Le gynécée conçu sur le modèle du harem est en réalité une construction du XIXe siècle, due à la vogue de l’orientalisme. Les femmes grecques circulaient librement à l’intérieur de l’oikos. Même l’andrôn, la salle réservée au banquet (symposion), pouvait s’ouvrir à elles, à l’occasion des fêtes familiales. Pauline Schmitt Pantel parle donc à bon droit d’un « introuvable gynécée » (Aithra et Pandora. Femmes, Genre et Cité dans la Grèce antique, Paris, L’Harmattan, 2009, p. 107).

Lexique :
Oikos : Le terme, polysémique, renvoie d’abord à la « maison » et à la « famille », mais peut aller jusqu’à englober tout le patrimoine d’un individu, dont les esclaves.
Pyxis : Petit récipient en terre cuite, rond, avec un couvercle, pouvant servir de boîte à bijoux et à fards.
D’après Lisa C. Nevett, House and Society in the Ancient Greek World

Fig. 3 : D’après Lisa C. Nevett, House and Society in the Ancient Greek World, Cambridge, Cambridge University Press, 1999, fig. 2, p. 23. ©Photo : DR.

Plan d’une maison à Olynthe

Les pièces des maisons ne sont pas organisées selon un plan binaire distinguant des espaces féminins et des espaces masculins, mais sont disposées autour d’une cour centrale. Les femmes peuvent donc circuler dans la plupart des salles, que les archéologues déclarent aujourd’hui plurifonctionnelles (1). Seule singularité dans la disposition : les visiteurs accèdent à l’andrôn (« pièce de réception ») sans passer par les autres pièces.

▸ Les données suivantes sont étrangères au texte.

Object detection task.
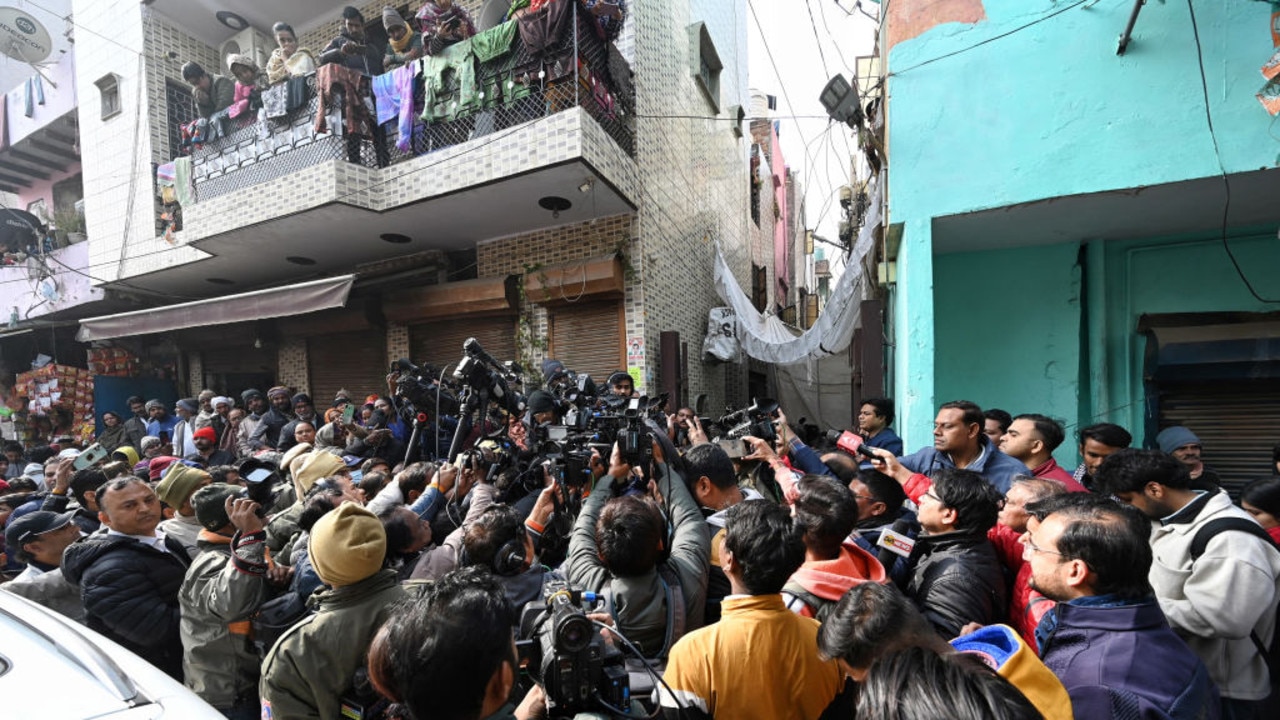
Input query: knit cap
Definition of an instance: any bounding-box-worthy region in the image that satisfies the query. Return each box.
[242,388,264,404]
[176,398,198,414]
[111,447,140,467]
[148,455,180,481]
[192,483,241,532]
[293,450,346,499]
[156,463,211,508]
[193,426,217,442]
[382,5,407,29]
[1156,426,1201,454]
[308,503,386,587]
[225,52,258,74]
[527,390,555,414]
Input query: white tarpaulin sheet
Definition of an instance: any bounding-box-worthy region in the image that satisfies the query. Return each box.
[713,181,881,364]
[76,275,355,342]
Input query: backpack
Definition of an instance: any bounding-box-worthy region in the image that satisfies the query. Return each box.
[1188,517,1280,682]
[781,582,836,622]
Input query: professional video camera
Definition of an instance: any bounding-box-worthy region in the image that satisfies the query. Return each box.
[388,358,461,420]
[445,338,526,461]
[518,583,629,717]
[717,397,781,443]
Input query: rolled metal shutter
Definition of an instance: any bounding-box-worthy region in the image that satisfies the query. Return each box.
[1158,383,1280,497]
[410,317,518,375]
[307,329,388,405]
[549,301,624,382]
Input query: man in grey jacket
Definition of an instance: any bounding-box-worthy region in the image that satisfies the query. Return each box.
[1097,449,1280,719]
[566,441,710,658]
[1,510,85,621]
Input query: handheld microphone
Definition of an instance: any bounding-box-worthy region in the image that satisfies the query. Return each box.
[877,518,915,569]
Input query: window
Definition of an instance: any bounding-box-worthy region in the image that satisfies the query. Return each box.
[751,264,768,313]
[688,23,722,114]
[750,145,761,226]
[94,74,121,120]
[165,80,197,159]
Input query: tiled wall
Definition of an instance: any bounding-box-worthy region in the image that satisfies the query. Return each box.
[278,338,309,394]
[298,1,487,52]
[144,13,221,164]
[387,323,410,365]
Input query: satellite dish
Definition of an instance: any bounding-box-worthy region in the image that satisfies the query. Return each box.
[0,7,52,64]
[0,8,57,88]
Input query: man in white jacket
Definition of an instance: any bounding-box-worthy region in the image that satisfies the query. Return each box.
[1097,449,1280,719]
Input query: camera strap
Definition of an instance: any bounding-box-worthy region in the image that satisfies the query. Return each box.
[597,564,686,659]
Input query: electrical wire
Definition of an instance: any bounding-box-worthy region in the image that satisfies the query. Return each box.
[590,620,680,718]
[1184,0,1279,303]
[804,0,833,79]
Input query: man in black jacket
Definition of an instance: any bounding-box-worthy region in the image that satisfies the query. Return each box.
[62,478,191,680]
[319,6,384,76]
[902,467,1006,638]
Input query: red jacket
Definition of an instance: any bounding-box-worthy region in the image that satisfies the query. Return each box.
[988,522,1056,652]
[785,541,888,618]
[1031,458,1088,493]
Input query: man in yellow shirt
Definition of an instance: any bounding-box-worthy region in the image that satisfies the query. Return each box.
[659,500,843,719]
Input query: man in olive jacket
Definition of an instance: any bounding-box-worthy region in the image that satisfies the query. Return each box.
[179,484,274,718]
[260,503,406,720]
[566,441,710,658]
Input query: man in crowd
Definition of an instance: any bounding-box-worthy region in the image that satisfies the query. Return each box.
[319,6,384,76]
[1096,449,1280,718]
[567,441,709,658]
[186,426,236,469]
[1,509,85,620]
[181,61,234,119]
[157,463,213,559]
[998,413,1086,491]
[983,408,1012,447]
[62,478,191,680]
[179,484,273,719]
[846,467,912,558]
[659,500,843,719]
[1072,422,1131,490]
[250,387,294,452]
[1026,494,1219,719]
[236,389,267,456]
[1156,425,1222,490]
[260,503,406,719]
[899,400,1028,493]
[123,395,148,452]
[992,477,1068,649]
[606,371,635,398]
[278,393,317,454]
[683,442,759,623]
[783,475,886,620]
[41,462,104,534]
[857,397,903,456]
[145,399,179,443]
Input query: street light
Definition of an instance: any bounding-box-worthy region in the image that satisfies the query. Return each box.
[818,75,862,129]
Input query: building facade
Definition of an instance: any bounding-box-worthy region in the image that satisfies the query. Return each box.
[882,0,1280,484]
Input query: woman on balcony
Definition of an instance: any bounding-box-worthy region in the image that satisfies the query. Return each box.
[416,0,477,56]
[226,54,265,120]
[382,7,423,72]
[266,22,317,86]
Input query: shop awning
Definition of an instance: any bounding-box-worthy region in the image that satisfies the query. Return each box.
[76,275,355,342]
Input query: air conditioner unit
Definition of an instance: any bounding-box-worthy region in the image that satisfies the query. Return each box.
[219,27,273,75]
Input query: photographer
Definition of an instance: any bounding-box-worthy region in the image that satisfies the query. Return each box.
[565,439,710,659]
[179,485,285,718]
[409,456,498,582]
[462,473,565,607]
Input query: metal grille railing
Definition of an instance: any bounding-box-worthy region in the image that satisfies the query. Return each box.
[185,5,634,204]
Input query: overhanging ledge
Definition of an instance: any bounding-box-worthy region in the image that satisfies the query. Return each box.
[76,275,355,342]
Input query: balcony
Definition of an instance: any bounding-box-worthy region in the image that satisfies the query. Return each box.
[130,6,639,297]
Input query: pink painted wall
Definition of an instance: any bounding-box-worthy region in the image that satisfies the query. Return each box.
[770,121,788,305]
[16,163,81,222]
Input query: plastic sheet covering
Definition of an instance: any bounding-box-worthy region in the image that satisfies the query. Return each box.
[713,180,880,364]
[76,275,355,342]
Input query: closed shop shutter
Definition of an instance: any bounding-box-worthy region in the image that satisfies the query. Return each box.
[410,316,518,374]
[308,329,387,405]
[550,302,624,382]
[1158,382,1280,497]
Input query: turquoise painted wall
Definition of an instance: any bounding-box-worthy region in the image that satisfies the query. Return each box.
[885,0,1280,448]
[933,242,1082,465]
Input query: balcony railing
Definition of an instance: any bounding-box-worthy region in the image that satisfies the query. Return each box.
[183,5,633,203]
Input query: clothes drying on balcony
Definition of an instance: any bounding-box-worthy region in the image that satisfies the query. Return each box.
[315,64,374,138]
[518,0,574,56]
[419,41,478,124]
[417,1,478,57]
[266,47,318,86]
[473,21,518,63]
[373,65,417,152]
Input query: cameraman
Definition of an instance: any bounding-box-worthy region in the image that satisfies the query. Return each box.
[461,477,564,607]
[368,566,547,720]
[565,440,710,658]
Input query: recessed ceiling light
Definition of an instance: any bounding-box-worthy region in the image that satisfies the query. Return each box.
[538,196,571,218]
[206,277,234,285]
[216,11,250,31]
[380,233,412,244]
[285,256,317,265]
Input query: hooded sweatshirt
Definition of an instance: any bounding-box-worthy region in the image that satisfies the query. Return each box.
[783,540,888,619]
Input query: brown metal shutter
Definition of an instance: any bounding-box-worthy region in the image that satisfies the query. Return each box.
[1158,382,1280,497]
[307,329,388,405]
[549,301,624,381]
[410,317,518,374]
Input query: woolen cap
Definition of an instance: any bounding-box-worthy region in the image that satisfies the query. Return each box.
[527,390,555,414]
[382,5,407,29]
[1156,426,1201,454]
[192,426,217,442]
[241,389,264,403]
[308,503,386,587]
[192,483,241,532]
[156,463,210,508]
[112,447,140,467]
[267,386,290,399]
[176,398,199,414]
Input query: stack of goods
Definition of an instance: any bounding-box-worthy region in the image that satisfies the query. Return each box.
[87,347,139,377]
[16,363,95,441]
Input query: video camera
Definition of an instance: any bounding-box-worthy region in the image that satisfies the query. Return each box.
[389,358,460,420]
[517,583,629,716]
[452,337,524,415]
[718,397,781,443]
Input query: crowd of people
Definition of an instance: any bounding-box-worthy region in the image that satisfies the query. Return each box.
[2,365,1280,720]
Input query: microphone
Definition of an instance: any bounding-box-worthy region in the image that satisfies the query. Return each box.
[877,518,914,569]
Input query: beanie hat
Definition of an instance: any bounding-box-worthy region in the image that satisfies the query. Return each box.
[1156,426,1201,455]
[382,5,407,30]
[140,436,161,452]
[292,393,312,407]
[951,625,1072,720]
[293,450,346,499]
[176,398,199,414]
[527,390,556,415]
[145,399,164,411]
[156,463,211,509]
[111,446,140,467]
[226,52,258,74]
[193,426,217,442]
[308,503,386,587]
[191,483,241,532]
[242,388,264,404]
[149,455,181,482]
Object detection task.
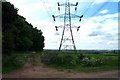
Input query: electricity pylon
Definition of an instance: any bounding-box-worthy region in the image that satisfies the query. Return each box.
[52,0,83,51]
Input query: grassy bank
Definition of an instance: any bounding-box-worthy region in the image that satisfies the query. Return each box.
[2,52,41,74]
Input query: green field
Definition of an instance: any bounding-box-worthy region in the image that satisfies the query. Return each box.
[40,51,118,72]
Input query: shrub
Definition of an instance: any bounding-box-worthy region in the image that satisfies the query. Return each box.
[40,53,79,66]
[77,54,85,63]
[40,53,57,64]
[2,54,26,73]
[81,57,105,67]
[62,54,78,66]
[40,53,118,68]
[78,54,85,60]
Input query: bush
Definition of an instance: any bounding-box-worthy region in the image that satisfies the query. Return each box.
[78,54,85,60]
[2,54,26,73]
[81,57,105,67]
[40,53,57,64]
[40,53,79,66]
[77,54,85,63]
[40,52,118,69]
[61,54,78,66]
[40,52,118,72]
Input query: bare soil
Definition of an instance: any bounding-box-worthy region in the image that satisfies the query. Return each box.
[3,59,118,78]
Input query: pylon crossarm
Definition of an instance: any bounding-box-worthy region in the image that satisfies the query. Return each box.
[52,14,65,21]
[54,14,64,18]
[71,26,80,28]
[53,14,83,19]
[63,45,74,49]
[63,38,72,41]
[69,3,78,6]
[59,25,80,29]
[56,25,64,28]
[58,3,65,6]
[70,13,81,18]
[58,2,78,7]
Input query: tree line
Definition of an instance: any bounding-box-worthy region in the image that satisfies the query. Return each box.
[2,2,45,54]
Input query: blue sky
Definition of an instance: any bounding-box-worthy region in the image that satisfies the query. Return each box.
[6,0,119,50]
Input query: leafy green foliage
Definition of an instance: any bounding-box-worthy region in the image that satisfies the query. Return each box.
[2,52,42,73]
[2,1,45,74]
[81,57,104,67]
[2,54,27,73]
[31,28,44,51]
[41,53,85,67]
[40,52,118,72]
[2,2,44,54]
[2,2,18,24]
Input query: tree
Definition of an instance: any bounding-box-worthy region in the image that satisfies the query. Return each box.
[32,27,45,51]
[2,2,45,54]
[2,2,18,53]
[2,2,18,25]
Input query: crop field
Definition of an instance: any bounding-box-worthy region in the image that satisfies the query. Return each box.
[40,50,119,72]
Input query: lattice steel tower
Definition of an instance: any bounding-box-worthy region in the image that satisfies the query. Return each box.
[52,0,83,51]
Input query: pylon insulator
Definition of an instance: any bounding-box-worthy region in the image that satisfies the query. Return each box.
[76,2,78,6]
[58,7,60,11]
[75,7,77,11]
[58,2,60,6]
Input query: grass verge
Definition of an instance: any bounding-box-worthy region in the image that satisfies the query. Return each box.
[2,52,41,74]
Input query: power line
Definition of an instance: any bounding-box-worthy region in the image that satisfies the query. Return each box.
[46,0,53,15]
[41,0,53,22]
[81,0,109,26]
[72,0,95,26]
[82,0,95,15]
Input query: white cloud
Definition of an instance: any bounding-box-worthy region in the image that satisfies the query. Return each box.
[107,40,118,49]
[73,12,118,50]
[5,0,119,50]
[99,9,108,14]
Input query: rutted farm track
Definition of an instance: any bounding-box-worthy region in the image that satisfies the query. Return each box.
[3,55,118,78]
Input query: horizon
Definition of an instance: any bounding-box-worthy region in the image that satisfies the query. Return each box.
[43,49,119,51]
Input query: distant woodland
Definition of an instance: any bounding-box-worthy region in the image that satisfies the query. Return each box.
[2,2,45,54]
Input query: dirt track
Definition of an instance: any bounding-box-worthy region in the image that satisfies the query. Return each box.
[3,62,118,78]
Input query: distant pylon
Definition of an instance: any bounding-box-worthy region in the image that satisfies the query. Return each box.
[52,0,83,51]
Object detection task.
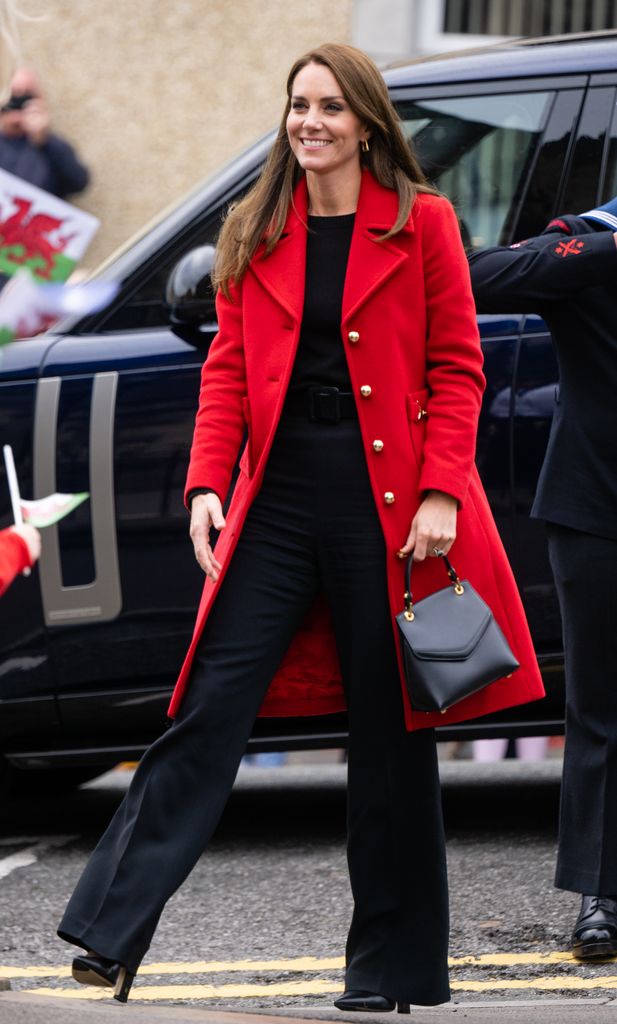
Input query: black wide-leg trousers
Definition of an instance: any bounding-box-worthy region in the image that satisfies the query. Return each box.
[58,413,450,1006]
[548,523,617,895]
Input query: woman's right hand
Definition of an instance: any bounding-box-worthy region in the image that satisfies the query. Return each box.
[189,493,226,581]
[10,524,41,565]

Rappelons en outre que de nombreuses maisons grecques possédaient un étage, où pouvaient se développer les activités liées au tissage de la laine.

Notes :
(1) Voir Monika Trümper, , 2010, « Space and Social Relations in the Greek Oikos of the Classical and Hellenistic Periods », dans Rawson B. (ed.), A Companion to Families in the Greek and Roman Worlds, Malden-Oxford, 2011, p. 32-52.
Intérieur grec, le gynécée

Fig. 4 : Jean-Léon Gérôme, Intérieur grec, le gynécée, 1848. Huile sur toile, Musée d’Orsay, Paris. © Wikimedia Commons, Photo : BrokenSphère.

Gynécée et harem

Le tableau du peintre français du XIXe siècle Gérôme, qui a aussi peint des harems orientaux présentés comme contemporains, témoigne de l’association qui était faite à cette époque entre les intérieurs féminins de Grèce ancienne et ceux de l’Empire ottoman. La nudité et les poses lascives sont reprises dans d’autres tableaux, comme Les baigneuses du harem ou Le bain turc. L’image du gynécée grec offre aussi au peintre un prétexte pour exhiber le corps nu des femmes.